Il panda: un animale in via d’estinzione che suscita in tutti emozioni candide, affetto e amore, grazie al suo aspetto pacifico e buffo. Ma, a quanto pare, la sua carne è stata per lungo tempo una delle prelibatezze con cui l’uomo ha scelto di alimentarsi. Lo svela uno studio condotto in Cina, che dimostra come l’uomo preistorico di certo non si lasciasse commuovere dall’animo dolce dell’orsetto bicolore.

Non è di certo una notizia che stupisce: nella preistoria, con risorse e strumenti scarsi qualsiasi essere vivente diveniva preda, anche i bellissimi panda. Il gruppo Three Gorges Paleoanthropology del Chongqing China Three Gorges Museum ha però scoperto la prova della caccia al panda da parte dell’uomo preistorico. Lo studioso ha infatti rinvenuto tracce fossili da alcuni scavi, che dimostrerebbero questa teoria:

«Abbiamo studiato diversi campioni di fossili di panda trovati negli scavi di Chongqing, in alcuni siti dove gli umani si sono insediati. Un gran numero di essi ha dimostrato come i panda venissero bastonati a morte dagli umani.»
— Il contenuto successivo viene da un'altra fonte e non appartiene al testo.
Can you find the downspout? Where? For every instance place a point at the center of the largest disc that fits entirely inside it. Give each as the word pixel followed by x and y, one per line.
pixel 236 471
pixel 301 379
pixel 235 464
L’uomo preistorico, però, pare comunque fosse mosso da una sensibilità che a quello moderno manca: i panda sembra venissero uccisi solo quando strettamente necessario, per ragioni di sopravvivenza. Non vi è dimostrazione agli albori del genere umano di uccisioni o sprechi naturali per motivi diversi dalla sussistenza, in un’ottica di pieno equilibrio con l’ambiente. Bisogna aggiungere, inoltre, come i panda preistorici fossero decisamente più corpulenti di quelli attuali, per delle dimensioni paurose lontane dalla loro placida esistenza odierna.